One of Tlaib’s measures to help with home repairs remained intact, she said, but was reduced from $7.5 billion to $3 billion.

Several other Michigan Democrats threw their support behind Biden’s new $1.75 trillion framework for the social policy and climate package.

Those who said they’d back both pieces of legislation included Reps. Dan Kildee, D-Flint Township; Brenda Lawrence, D-Southfield; and Haley Stevens, D-Rochester Hills, as well as Sens. Debbie Stabenow, D-Lansing, and Gary Peters, D-Bloomfield Township.

“The framework announced today will lower costs, give parents greater ability to return to work & puts middle class families first,” Peters tweeted. “I applaud @POTUS’s leadership to #BuildBackBetter.”

Lawrence, co-chair of the Democratic Women’s Caucus and vice chair of the Congressional Black Caucus, was among a group of lawmakers who met Wednesday with Biden at the White House about the legislation.

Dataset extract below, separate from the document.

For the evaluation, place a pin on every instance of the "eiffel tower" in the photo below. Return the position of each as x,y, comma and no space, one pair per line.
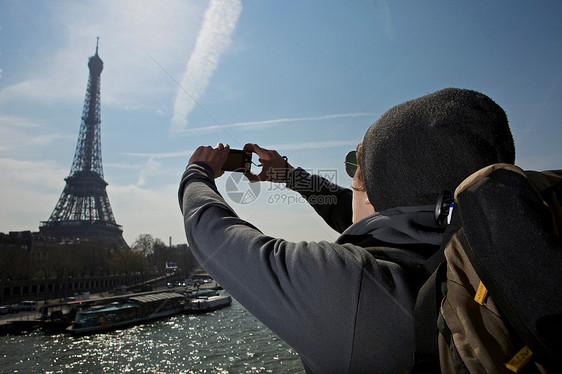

“I’m thrilled we are getting closer to the finish line, and I will continue to work with this administration and my congressional colleagues to deliver on these life-changing policies, including child care, universal Pre-K, the Child Tax Credit, and mental health care services,” Lawrence said in a statement. “This will be huge for women, families, and our economy.”

Rep. Elissa Slotkin, D-Holly, has urged leadership to take up and pass the bipartisan package for weeks. Her office said she was still reviewing the text of the Build Back Better legislation, some of which was released Thursday.

It wasn’t clear whether Reps. Debbie Dingell, D-Dearborn, or Andy Levin, D-Bloomfield Township — both members of the Congressional Progressive Caucus — would vote for the bipartisan package without an agreement with Democratic centrists on the social spending package.

Previously, Levin said he would vote against the bipartisan package without the accompanying Build Back Better bill, which includes many of his top climate and social policy priorities.

“Let’s remember that the Build Back Better Act is not the Progressive Caucus’ wish list. … We’re fighting for what the president wants,” Levin said last month.

Only one Michigan Republican lawmaker, Rep. Fred Upton of St. Joseph, has publicly committed to vote yes on the bipartisan infrastructure package, stressing the poor condition of roads and bridges in Michigan and the need to expand rural broadband.

Many GOP lawmakers have complained about being left out of the budget reconciliation process that Democrats are using to move the larger social spending package through the Senate with a simple majority.

“I’m viscerally opposed to what’s been floated,” Rep. Peter Meijer, R-Grand Rapids Township, said this week.

“That is a process that we have been, by design, entirely excluded from, and so the assumption is you would only put things in there that you would expect no Republican in their right mind to support.”